Agwora Derrick, Gufu Bonaya, Marik Tamás, Papp Tamás, Vágvölgyi Csaba, Kredics László, Tyagi Chetna
Department of Biotechnology and Microbiology, Faculty of Science and Informatics, University of Szeged, Szeged, Hungary.
HUN-REN-SZTE Fungal Pathomechanisms Research Group, University of Szeged, Szeged, Hungary.
Comput Struct Biotechnol J. 2025 Mar 12;27:1067-1080. doi: 10.1016/j.csbj.2025.03.015. eCollection 2025.
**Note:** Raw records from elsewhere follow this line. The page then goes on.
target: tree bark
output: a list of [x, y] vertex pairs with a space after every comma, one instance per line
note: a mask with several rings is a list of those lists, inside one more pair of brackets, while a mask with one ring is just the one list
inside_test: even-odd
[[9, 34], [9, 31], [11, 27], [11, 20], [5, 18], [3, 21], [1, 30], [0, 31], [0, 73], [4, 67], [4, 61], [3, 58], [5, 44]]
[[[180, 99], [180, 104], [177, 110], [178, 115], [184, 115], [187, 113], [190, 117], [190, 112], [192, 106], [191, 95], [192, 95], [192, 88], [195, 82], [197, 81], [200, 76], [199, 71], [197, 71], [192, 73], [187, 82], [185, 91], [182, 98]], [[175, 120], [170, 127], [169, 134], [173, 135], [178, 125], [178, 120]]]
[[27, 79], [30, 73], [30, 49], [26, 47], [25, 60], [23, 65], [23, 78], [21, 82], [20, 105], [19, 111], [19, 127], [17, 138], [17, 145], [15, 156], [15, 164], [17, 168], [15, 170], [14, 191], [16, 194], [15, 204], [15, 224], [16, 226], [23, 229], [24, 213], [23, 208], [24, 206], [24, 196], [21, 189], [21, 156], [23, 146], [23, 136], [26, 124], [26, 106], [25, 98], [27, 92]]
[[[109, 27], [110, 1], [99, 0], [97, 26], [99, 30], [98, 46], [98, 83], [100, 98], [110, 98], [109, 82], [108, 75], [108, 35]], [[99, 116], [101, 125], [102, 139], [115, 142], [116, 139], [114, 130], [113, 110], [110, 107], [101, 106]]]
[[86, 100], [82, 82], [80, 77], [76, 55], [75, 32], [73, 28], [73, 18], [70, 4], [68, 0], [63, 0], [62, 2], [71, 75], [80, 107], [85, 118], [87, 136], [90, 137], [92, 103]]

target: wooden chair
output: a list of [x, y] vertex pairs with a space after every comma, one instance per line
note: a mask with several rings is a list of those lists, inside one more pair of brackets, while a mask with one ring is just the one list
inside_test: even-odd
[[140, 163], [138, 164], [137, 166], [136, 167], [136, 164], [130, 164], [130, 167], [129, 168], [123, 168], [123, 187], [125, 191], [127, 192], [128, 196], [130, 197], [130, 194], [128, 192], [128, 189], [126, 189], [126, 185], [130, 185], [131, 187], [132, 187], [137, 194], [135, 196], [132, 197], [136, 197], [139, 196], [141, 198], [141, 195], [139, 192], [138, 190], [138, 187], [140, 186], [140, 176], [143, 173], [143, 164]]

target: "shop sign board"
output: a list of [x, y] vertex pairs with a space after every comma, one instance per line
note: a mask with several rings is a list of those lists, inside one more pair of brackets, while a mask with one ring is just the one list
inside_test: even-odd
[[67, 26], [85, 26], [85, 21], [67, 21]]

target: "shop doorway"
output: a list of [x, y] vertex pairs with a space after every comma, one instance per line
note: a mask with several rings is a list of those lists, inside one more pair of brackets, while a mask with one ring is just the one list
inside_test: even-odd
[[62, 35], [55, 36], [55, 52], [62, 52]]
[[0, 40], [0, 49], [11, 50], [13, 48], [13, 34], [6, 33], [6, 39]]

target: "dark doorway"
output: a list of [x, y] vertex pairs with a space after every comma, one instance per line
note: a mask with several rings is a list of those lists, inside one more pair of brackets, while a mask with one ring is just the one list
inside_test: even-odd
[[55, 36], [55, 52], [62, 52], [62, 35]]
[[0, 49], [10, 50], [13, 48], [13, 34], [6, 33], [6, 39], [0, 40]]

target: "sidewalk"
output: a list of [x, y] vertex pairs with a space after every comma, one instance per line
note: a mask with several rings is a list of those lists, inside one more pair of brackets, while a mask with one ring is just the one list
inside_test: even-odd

Hydrophobins (HFB) find application in various industries including biotechnology and medical devices; therefore, it is imperative to elucidate and learn more about their folded structures. Few fungal HFB protein structures are available in the Protein Data Bank (PDB), and fewer have been elucidated using homology modeling or short molecular dynamics (MD) simulations in the literature. Moreover, many homology modeling algorithms will only model the region with sequence identity. Therefore, we turned towards the state-of-the-art, artificial intelligence powered AlphaFold. It performed well in predicting the core β-barrel, a characteristic of HFBs, except for HFB9A which was unfolded with low confidence scores. These initial structures were then prepared for accelerated MD simulation in the hope of observing higher protein folding. With 500 ns long aMD simulations, we were able to obtain folded and energetically stable conformations for all the proteins except HFB9A, which exhibited much higher disorder, connected with higher atomic fluctuation, lowest hydrophobicity and overall compactness, and lesser secondary structure formation as visualized during the aMD simulation. The underlying intrinsic disorder in the HFBs was found to be the basis of harder-to-reach folding by AF2 which can be compensated by enhanced sampling MD simulations like the aMD technique. The characteristic two disordered loops of class I HFBs were obtained for SC3, while HFB9A showed that not all class I HFBs contain them. Class II HFBs were more stable, folded and compact with secondary structure motifs conserved throughout the trajectory which can be correlated with their comparatively much lower intrinsic disorder.
疏水蛋白(HFB)在包括生物技术和医疗设备在内的各种行业中都有应用;因此,阐明并更多地了解它们的折叠结构势在必行。蛋白质数据库(PDB)中可用的真菌HFB蛋白质结构很少,并且在文献中使用同源建模或短分子动力学(MD)模拟阐明的更少。此外,许多同源建模算法仅对具有序列同一性的区域进行建模。因此,我们转向了最先进的、由人工智能驱动的AlphaFold。它在预测核心β桶(HFB的一个特征)方面表现良好,除了HFB9A以低置信度得分展开。然后准备这些初始结构以进行加速MD模拟,希望观察到更高的蛋白质折叠。通过500纳秒长的aMD模拟,我们能够获得除HFB9A之外所有蛋白质的折叠且能量稳定的构象,HFB9A表现出更高的无序性,与更高的原子波动、最低的疏水性和整体紧凑性相关,并且在aMD模拟过程中观察到二级结构形成较少。发现HFB中潜在的内在无序是AF2难以实现折叠的基础,这可以通过增强采样MD模拟(如aMD技术)来补偿。对于SC3获得了I类HFB的特征性两个无序环,而HFB9A表明并非所有I类HFB都包含它们。II类HFB更稳定、折叠且紧凑,在整个轨迹中二级结构基序保守,这可以与其相对低得多的内在无序性相关联。